In a recent article for MarketWatch, Yale professor and Nobel Laureate Robert Shiller shares insights on past bear markets in the U.S. and how the current market environment resembles the periods preceding them.
Citing the “conflicting messages” of “high valuations following a period of strong earnings growth and very low volatility,” Shiller shares data he collected by reviewing 13 U.S. bear markets since 1871 (a drop in the market by at least 20%) regarding each of these factors.
Valuations: Using his cyclically adjusted price-earnings ratio (CAPE), Shiller points out that the current level of 30 is “high,” which could imply “potential vulnerability to a bear market, though it is by no means a perfect predictor.”

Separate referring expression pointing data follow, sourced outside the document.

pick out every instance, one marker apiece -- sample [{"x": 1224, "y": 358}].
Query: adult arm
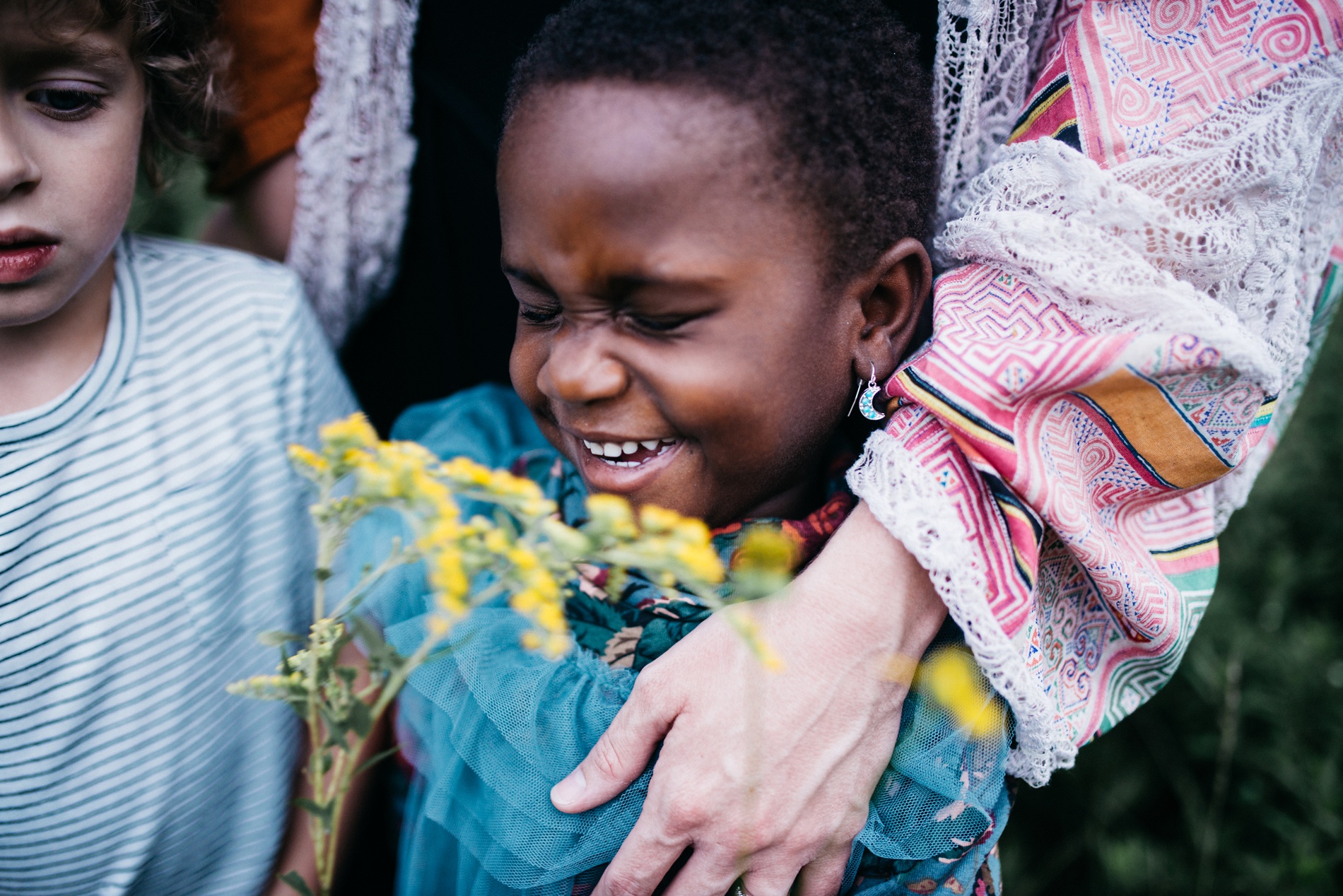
[{"x": 768, "y": 774}]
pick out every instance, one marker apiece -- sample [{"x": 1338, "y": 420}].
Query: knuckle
[
  {"x": 684, "y": 817},
  {"x": 606, "y": 760},
  {"x": 621, "y": 883}
]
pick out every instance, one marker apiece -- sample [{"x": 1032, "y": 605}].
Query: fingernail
[{"x": 568, "y": 790}]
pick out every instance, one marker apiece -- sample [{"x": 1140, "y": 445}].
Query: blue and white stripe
[{"x": 149, "y": 529}]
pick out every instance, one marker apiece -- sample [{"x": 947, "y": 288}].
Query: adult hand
[{"x": 767, "y": 774}]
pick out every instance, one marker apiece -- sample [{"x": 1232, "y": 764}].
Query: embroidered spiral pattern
[
  {"x": 1168, "y": 16},
  {"x": 1286, "y": 40},
  {"x": 1134, "y": 107}
]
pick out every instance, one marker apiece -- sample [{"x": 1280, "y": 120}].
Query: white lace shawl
[
  {"x": 1224, "y": 232},
  {"x": 355, "y": 160}
]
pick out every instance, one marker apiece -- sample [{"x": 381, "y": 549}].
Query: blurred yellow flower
[
  {"x": 611, "y": 515},
  {"x": 352, "y": 432},
  {"x": 953, "y": 678}
]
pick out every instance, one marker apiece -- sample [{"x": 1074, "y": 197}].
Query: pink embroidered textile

Earnings: “To be sure,” writes Shiller, “there does seem to be some promising news” regarding earnings. But the growth, he argues, “does not reduce the likelihood of a bear market,” adding that the months preceding past bear markets have also tended to reflect high earnings.
Volatility: The currently low level of market volatility does not necessarily mean a bear market isn’t coming, says Shiller. “In fact,” he argues, “stock price volatility was lower than average in the year leading up to the peak month preceding the 13 previous U.S. bear markets, though today’s level is lower than the 3.1% average for those periods.”
Shiller concludes that, while today’s’ market resembles the peaks that preceded past bear markets, such events are difficult to anticipate and “the next one may still be a long way off.”